For a sense of what human-centered design might look like, take the example of the Bayview–Hunters Point neighborhood in southeastern San Francisco. The area wore all the scars of its industrial past: with slaughterhouses and tanneries, a nuclear research facility, a shipyard (identified as a Superfund site in 1989), and a coal- and oil-fueled power plant. In 2011, more than 40 percent of the residents—largely African-American, a mix of middle-class families, immigrants, and industrial workers—were living below the poverty line. “It’s the classic environmental justice story,” Ogbu says, pairing residential spaces with polluted land.

After the power plant closed in 2006, the site was remediated and readied for redevelopment. Ogbu was on a team of three firms that won the commission. This kind of vacant industrial space sometimes gets the “tactical urbanism treatment,” Ogbu says, with pop-up retail spots in colorful shipping containers. But her team went a different route: asking the residents what they’d like to see there.

Some firms might hold community meetings for this purpose, but “I think they reward those who are time rich and can afford to show up, not those who are time poor,” Ogbu says. Instead, their team planned events that would offer something of value to the community: a circus, job training, a coding workshop, a StoryCorps booth. Each event has been a staging ground for activities to engage the community; while people are there, Ogbu’s team can collect ideas about how residents want to use the space. To date, more than 50 activities have yielded more than 11,000 attendees, and the neighborhood’s hopes and desires are taking shape.

Enlisting residents as collaborators in charting the future use of the space is “imperative,” Ogbu says.
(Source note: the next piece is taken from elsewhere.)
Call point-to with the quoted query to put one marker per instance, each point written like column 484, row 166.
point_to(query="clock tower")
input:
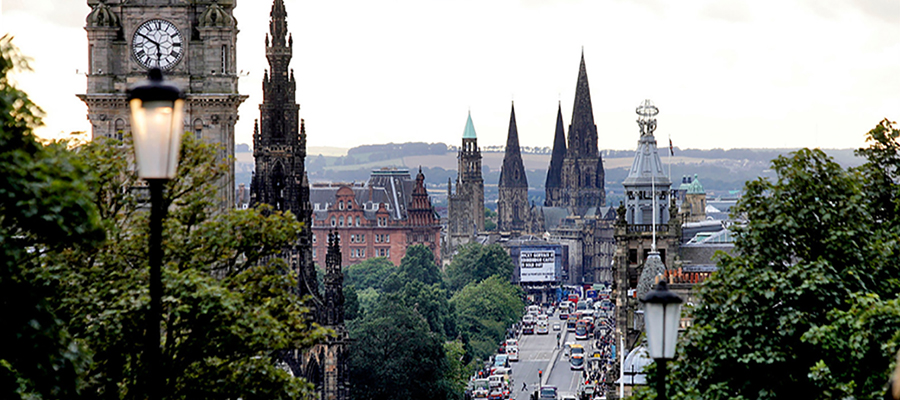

This kind of human-centered research doesn’t exist in opposition to technical quantitative data, she says. “It actually provides nuance, so we can understand the true situation on the ground. For me, that’s one of the most important things when we talk about innovation: It isn’t just what’s accomplished in the end, but how does the process support the people at the center of it?”

Jennifer McFarland Flint is a freelance writer in Concord, Mass., and a former staffer at Wellesley magazine.